Teaching Adverbs, Noun of Direct Address, and Appositives
One of my favorite ways to teach is to build a sentence.
We began my class with a simple imperative sentence and then added the pieces we are practicing today.
We started with “Sing a song,” which is a simple imperative sentence.
I asked my class, “Who are we asking/commanding to sing a song?”
Someone suggested Lucy, so I added that to the sentence, and we as a class noted that it was a noun of direct address. Someone added, “Can it be Lucy the dog?” Sure, I said. We need an appositive.
Then, I asked the students to add an adverb (an -ly adverb) that answers the question how. Someone suggested “loudly.” Then, I asked for a prepositional phrase that is adverbial – that is, it must answer a “where” or “when” type question. I had several suggestions – such as “at the park,” “near the river,” or “after dark.” Students wrote down their own ideas on their boards, and I wrote “at the park” on my board.

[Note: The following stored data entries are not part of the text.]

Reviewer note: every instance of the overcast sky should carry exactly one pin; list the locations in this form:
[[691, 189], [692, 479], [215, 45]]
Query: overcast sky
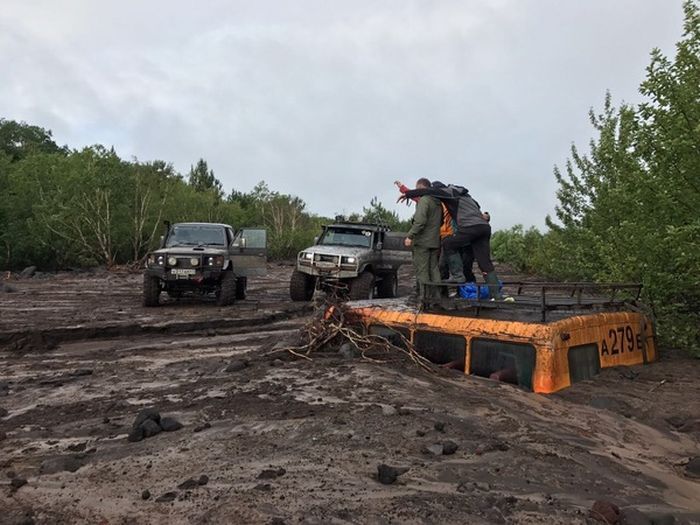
[[330, 100]]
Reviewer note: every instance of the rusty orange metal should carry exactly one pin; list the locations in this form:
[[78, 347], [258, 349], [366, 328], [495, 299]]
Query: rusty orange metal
[[622, 337]]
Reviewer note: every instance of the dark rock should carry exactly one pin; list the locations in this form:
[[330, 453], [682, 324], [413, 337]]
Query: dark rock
[[692, 469], [188, 484], [167, 497], [435, 449], [386, 475], [150, 428], [28, 272], [81, 372], [136, 434], [170, 424], [606, 512], [146, 414], [18, 483], [449, 448], [78, 447], [272, 473], [60, 464], [203, 426], [236, 366]]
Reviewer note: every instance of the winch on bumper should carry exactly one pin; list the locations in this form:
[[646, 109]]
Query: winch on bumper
[[327, 266]]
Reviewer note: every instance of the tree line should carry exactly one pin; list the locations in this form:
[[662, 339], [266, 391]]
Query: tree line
[[64, 207], [629, 208]]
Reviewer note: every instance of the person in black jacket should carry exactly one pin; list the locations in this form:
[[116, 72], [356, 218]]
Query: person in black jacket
[[471, 228]]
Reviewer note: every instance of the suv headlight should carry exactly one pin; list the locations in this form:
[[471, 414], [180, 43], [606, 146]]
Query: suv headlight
[[155, 260], [215, 261]]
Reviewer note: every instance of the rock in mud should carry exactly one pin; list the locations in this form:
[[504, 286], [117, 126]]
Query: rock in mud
[[386, 475], [347, 351], [169, 424], [167, 497], [236, 366], [188, 484], [81, 372], [28, 272], [18, 483], [692, 469], [449, 448], [272, 473], [435, 449], [201, 427], [60, 464], [150, 428], [146, 414], [605, 512]]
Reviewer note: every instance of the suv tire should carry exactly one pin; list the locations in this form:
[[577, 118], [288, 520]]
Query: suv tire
[[388, 286], [301, 286], [151, 290], [241, 285], [362, 287], [227, 291]]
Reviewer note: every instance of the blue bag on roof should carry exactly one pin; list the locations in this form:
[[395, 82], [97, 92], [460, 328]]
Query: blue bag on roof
[[470, 290]]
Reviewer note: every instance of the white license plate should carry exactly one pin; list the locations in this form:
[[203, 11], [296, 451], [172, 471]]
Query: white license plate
[[183, 272]]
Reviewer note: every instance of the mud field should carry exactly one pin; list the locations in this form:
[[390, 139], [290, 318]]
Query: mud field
[[270, 439]]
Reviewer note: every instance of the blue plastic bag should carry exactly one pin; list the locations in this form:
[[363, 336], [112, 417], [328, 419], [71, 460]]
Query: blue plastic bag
[[470, 291]]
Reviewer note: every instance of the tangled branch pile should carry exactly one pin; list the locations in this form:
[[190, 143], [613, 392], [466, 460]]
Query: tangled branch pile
[[330, 327]]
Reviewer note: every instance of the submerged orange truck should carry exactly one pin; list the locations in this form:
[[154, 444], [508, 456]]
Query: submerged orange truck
[[550, 337]]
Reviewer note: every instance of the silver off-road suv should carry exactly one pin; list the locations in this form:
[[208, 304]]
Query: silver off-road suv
[[204, 258], [359, 259]]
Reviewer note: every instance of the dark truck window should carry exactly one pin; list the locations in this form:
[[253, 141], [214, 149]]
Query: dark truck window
[[196, 235], [396, 336], [515, 362], [346, 237], [584, 362], [441, 348]]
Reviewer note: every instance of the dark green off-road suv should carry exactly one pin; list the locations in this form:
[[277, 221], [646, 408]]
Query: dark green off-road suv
[[203, 258]]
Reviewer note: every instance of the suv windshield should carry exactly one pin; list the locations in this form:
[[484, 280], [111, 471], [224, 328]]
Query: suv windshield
[[196, 235], [346, 237]]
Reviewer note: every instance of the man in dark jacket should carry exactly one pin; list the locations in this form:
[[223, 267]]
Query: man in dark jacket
[[424, 238], [472, 228]]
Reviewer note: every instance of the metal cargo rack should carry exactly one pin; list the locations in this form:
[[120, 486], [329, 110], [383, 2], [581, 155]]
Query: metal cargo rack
[[536, 301]]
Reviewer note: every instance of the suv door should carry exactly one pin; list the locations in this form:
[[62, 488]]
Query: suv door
[[249, 252]]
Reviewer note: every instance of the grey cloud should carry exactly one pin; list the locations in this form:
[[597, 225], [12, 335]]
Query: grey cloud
[[333, 101]]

We also decided to change the verb to “howl” because we were addressing a dog.
Then, I had students take turns coming to the board, and each student added one piece to the diagram. They knew the words and phrases were adverbs because I had asked them to come up with adverbs – no guesswork.
Students had freedom to vary their sentences on their own boards, but knew how to diagram their own sentences because they fit the patterns on the board.